Situação geral. Diante da guerra imperialista, do genocídio sionista e
do fascismo; uma resposta de classe internacionalista.
A avaliação global para 2025 confirma que o capitalismo atravessa uma
grande crise orgânica, na qual a guerra, o autoritarismo e o fascismo
não são exceções; pelo contrário, posicionam-se novamente como
ferramentas táticas estruturais dos governos globais. Esses conflitos
internacionais analisados não são episódios isolados, mas sim expressões
da mesma ofensiva estratégica da classe dominante, encabeçada pelo
genocídio na Palestina. O capitalismo reconstrói sua acumulação de poder
repressivo para disciplinar nossa classe e bloquear qualquer horizonte
revolucionário, criando assim as condições ideais para a desmobilização.
Mas, ao mesmo tempo, o capitalismo também cria as condições para a
ruptura e a divisão, que se sobrepõem como possibilidades de ação
política conjunta da nossa classe trabalhadora, plenamente consciente de
sua exploração. A militarização generalizada, o aumento dos gastos
militares globais e a normalização da retórica bélica anunciam um
cenário iminente de confronto aberto, que o capital não só antecipa,
como também se prepara ativamente para.
O genocídio perpetrado contra a Palestina pelo Estado nazi-sionista de
Israel constitui o eixo moral e político desta conjuntura internacional.

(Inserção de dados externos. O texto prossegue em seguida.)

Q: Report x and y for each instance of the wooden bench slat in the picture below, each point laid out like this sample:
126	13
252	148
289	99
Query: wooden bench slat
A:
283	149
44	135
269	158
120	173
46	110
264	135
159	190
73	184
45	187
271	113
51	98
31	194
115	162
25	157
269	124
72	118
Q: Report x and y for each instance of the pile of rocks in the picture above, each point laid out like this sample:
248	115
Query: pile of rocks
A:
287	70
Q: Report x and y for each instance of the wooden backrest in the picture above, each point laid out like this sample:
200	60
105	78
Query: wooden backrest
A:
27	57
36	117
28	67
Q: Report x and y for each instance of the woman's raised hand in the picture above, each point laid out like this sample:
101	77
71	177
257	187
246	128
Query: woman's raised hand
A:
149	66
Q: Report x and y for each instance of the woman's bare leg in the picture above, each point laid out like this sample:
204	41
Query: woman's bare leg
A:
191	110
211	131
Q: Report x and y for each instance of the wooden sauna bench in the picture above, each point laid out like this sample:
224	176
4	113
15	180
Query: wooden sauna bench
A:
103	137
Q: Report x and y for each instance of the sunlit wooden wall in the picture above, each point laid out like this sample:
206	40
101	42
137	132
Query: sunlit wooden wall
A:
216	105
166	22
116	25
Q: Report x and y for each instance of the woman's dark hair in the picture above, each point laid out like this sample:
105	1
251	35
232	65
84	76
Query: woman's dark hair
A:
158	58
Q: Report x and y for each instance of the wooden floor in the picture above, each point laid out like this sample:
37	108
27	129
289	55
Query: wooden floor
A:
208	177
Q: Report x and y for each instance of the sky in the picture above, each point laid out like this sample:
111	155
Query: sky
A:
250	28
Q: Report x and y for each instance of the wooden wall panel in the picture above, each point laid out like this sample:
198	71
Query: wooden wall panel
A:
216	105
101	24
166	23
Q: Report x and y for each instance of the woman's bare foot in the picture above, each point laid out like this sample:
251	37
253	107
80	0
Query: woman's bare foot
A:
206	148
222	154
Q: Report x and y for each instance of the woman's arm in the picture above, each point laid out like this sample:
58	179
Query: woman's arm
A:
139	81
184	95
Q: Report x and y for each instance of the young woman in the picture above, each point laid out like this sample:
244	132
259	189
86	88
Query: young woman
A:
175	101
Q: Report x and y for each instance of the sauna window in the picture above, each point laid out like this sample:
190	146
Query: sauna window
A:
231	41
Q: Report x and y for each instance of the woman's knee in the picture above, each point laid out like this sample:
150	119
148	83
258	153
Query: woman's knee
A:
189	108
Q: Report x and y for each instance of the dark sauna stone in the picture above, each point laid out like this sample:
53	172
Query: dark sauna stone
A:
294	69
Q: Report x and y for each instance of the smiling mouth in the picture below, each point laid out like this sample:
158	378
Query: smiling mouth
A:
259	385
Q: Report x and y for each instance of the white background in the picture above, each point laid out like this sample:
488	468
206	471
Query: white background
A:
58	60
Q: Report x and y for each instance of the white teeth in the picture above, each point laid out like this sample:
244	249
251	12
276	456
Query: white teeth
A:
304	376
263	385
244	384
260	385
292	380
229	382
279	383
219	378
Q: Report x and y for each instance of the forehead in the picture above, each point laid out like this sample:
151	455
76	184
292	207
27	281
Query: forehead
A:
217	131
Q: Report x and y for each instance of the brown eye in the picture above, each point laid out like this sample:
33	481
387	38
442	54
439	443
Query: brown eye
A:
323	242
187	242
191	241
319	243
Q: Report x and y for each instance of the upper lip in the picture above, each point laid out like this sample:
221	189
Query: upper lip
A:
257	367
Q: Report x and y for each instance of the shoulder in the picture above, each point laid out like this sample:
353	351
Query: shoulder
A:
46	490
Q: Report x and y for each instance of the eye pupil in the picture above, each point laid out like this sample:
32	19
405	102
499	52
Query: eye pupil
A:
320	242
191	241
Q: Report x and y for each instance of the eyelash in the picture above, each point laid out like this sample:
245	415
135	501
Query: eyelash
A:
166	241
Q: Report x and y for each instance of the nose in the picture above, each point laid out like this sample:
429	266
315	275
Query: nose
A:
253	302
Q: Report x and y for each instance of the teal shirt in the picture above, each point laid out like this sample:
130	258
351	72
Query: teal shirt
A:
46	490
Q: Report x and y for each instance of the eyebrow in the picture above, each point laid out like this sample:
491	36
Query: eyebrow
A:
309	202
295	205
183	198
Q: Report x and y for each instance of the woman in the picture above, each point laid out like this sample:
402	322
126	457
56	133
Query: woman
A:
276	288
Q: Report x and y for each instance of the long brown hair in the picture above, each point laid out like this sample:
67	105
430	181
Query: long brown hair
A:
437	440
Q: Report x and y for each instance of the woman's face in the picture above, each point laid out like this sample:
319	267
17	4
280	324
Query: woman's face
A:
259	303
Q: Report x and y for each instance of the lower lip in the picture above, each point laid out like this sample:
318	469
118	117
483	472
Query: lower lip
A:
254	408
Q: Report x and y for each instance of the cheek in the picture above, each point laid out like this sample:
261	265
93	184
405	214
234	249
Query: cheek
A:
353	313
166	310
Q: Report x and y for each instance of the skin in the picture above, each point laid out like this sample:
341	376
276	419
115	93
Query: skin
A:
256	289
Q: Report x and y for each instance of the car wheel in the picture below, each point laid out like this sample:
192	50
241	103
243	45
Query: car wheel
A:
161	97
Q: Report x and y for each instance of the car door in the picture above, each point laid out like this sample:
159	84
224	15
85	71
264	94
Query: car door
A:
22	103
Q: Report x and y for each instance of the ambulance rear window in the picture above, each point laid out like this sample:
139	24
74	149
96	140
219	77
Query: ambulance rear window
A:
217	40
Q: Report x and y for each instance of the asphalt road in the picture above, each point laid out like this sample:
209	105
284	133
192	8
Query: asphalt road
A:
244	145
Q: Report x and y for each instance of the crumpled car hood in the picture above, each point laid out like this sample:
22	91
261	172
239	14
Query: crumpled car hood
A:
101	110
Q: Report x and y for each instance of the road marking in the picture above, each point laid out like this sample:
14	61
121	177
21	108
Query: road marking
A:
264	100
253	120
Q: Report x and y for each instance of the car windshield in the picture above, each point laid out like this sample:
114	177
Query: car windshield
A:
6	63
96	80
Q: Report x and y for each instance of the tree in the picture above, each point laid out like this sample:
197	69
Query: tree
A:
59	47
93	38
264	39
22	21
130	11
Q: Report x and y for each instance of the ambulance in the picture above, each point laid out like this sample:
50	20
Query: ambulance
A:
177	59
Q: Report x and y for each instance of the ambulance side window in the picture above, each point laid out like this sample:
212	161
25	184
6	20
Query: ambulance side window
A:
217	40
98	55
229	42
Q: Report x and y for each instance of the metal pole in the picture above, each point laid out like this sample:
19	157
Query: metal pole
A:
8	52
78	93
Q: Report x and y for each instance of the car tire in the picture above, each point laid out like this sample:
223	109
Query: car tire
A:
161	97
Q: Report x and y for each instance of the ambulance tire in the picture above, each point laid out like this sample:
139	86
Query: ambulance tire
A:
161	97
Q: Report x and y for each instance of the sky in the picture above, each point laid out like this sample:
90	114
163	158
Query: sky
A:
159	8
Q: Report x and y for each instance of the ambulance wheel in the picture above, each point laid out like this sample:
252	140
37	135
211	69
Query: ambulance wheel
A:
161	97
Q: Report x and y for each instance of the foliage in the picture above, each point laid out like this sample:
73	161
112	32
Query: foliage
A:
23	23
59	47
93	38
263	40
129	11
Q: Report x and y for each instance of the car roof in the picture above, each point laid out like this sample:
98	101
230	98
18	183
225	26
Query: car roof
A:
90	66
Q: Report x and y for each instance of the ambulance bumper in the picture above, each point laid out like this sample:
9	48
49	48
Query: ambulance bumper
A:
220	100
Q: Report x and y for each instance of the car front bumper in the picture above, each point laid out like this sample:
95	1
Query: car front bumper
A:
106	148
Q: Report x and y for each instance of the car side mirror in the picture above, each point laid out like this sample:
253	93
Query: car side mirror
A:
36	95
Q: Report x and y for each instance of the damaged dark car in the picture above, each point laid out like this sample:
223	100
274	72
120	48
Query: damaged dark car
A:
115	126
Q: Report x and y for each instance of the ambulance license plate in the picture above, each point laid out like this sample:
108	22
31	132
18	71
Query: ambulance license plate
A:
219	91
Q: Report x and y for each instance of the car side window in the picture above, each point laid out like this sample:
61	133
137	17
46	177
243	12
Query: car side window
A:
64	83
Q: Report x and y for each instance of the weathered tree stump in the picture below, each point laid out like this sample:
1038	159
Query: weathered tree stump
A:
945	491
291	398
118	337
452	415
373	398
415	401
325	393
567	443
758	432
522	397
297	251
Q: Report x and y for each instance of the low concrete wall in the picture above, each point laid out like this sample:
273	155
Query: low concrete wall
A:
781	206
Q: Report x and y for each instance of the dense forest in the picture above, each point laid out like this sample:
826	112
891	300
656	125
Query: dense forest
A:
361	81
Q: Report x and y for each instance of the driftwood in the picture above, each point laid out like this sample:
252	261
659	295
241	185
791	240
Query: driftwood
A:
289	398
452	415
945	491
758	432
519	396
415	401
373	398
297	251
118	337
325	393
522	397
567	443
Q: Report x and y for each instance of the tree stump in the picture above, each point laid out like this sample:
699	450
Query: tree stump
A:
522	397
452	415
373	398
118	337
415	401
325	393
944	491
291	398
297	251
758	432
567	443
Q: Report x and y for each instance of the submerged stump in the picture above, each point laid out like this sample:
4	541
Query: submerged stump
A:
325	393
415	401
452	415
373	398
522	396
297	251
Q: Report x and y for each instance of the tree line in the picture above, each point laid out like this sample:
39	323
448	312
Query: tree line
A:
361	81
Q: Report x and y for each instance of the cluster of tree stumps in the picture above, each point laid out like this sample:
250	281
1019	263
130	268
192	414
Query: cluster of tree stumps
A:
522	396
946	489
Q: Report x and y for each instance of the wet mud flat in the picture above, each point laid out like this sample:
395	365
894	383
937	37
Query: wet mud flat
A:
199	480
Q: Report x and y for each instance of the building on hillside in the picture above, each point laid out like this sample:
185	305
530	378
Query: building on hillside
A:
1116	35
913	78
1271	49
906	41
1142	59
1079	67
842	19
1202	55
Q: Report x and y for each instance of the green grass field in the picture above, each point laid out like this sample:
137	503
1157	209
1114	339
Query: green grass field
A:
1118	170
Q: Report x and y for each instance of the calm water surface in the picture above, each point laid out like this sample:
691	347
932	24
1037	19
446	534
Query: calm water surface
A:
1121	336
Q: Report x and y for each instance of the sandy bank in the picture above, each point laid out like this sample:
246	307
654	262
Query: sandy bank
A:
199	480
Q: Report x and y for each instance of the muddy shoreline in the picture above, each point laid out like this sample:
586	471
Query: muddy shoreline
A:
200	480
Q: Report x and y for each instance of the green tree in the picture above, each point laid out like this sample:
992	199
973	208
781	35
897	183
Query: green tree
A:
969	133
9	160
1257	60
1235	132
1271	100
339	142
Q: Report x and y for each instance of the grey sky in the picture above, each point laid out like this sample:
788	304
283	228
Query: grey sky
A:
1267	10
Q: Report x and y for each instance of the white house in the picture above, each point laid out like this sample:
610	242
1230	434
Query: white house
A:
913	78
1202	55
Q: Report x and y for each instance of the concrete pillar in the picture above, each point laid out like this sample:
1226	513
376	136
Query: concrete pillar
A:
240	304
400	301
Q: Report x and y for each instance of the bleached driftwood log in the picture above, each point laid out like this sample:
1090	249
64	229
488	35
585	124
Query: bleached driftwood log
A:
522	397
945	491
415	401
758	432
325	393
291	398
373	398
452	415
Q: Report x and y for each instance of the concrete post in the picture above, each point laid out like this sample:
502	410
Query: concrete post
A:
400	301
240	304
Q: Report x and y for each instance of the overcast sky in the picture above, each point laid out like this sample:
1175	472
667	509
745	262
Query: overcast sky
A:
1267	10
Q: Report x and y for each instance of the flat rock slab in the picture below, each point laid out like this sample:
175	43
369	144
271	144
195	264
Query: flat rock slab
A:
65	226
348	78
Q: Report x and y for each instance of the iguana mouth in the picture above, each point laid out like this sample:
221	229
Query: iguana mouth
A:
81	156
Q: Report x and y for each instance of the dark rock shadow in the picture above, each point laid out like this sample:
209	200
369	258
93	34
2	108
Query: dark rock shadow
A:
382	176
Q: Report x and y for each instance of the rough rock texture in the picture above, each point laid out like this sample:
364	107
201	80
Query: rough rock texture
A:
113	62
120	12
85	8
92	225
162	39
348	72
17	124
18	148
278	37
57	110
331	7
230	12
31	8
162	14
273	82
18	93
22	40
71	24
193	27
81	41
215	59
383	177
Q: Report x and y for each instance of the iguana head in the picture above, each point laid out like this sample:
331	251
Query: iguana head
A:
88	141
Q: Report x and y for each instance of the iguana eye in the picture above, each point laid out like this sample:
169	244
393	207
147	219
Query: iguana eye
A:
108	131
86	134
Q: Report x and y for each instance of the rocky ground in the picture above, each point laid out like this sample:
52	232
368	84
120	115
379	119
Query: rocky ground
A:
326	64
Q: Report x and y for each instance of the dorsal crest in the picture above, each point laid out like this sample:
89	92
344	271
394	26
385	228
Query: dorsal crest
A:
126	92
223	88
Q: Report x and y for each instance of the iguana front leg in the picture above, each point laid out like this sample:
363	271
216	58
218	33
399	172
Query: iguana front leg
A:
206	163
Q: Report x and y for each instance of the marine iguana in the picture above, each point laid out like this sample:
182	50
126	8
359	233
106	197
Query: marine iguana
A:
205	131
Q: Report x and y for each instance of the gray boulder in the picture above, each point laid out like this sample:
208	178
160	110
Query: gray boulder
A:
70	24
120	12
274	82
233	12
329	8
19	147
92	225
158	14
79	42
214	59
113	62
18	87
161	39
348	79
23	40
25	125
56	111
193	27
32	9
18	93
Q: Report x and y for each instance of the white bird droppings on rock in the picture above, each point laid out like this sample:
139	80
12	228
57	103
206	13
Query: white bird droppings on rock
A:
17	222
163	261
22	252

Não se trata apenas de mais um conflito regional; é um laboratório para
a guerra neocolonial, a limpeza étnica e o controle populacional a
serviço de interesses imperialistas. A internacionalização da luta em
apoio à Palestina durante 2025 atuou como catalisador para processos de
politização de base, articulando mobilizações em massa, boicotes, redes
de apoio mútuo e práticas de auto-organização que reativaram uma
consciência de classe internacionalista, especialmente entre os jovens
em situação de vulnerabilidade. A Palestina tornou-se, de facto, o ponto
de encontro das lutas contra o capitalismo, o racismo e o militarismo.
Nesse contexto, o aumento da tensão com o Irã revelou a disposição dos
Estados Unidos em redefinir o equilíbrio de poder no Oriente Médio,
sinalizando sua intenção de neutralizar qualquer ator que escape ao seu
controle estratégico. Além disso, a ofensiva na América Latina - o
histórico "quintal" dos EUA - com seu reforço do controle político,
econômico e militar sobre a região, bem como a pressão constante sobre a
Venezuela, devem ser entendidas como medidas adicionais necessárias para
garantir uma retaguarda estável antes de um inevitável confronto futuro
com a China, onde Taiwan surge como um elemento-chave de provocação
calculada. Essas ações, conduzidas pelo imperialismo estadunidense,
fazem parte de uma reformulação mais ampla da contenção regional em
certas áreas, diretamente ligada à sua projeção ofensiva em direção à
região da Ásia-Pacífico.
Da nossa perspectiva anarquista revolucionária, esta luta contra o
capitalismo não pode ser parcial, embora a verdadeira urgência seja
combater o crescente fascismo que ressurgiu como um projeto capitalista
para destruir as organizações operárias e dividir nossa classe,
assegurando sua subjugação. A única resposta viável é a construção de um
programa político revolucionário internacionalista, baseado na
organização e independência da classe trabalhadora, na solidariedade
entre as lutas e no confronto direto com o capital. O ano de 2025 e os
anos que o antecedem deixam claro que o futuro não se luta nas
instituições, mas na capacidade da nossa classe de se organizar e
acumular coletivamente força social rumo a uma ruptura revolucionária
com a ordem capitalista vigente. Diante da fragmentação das lutas,
lutemos com a organização de classe, porque o anarquismo ou é
revolucionário, ou não é nada.
Ángel Malatesta, membro da Liza Madrid.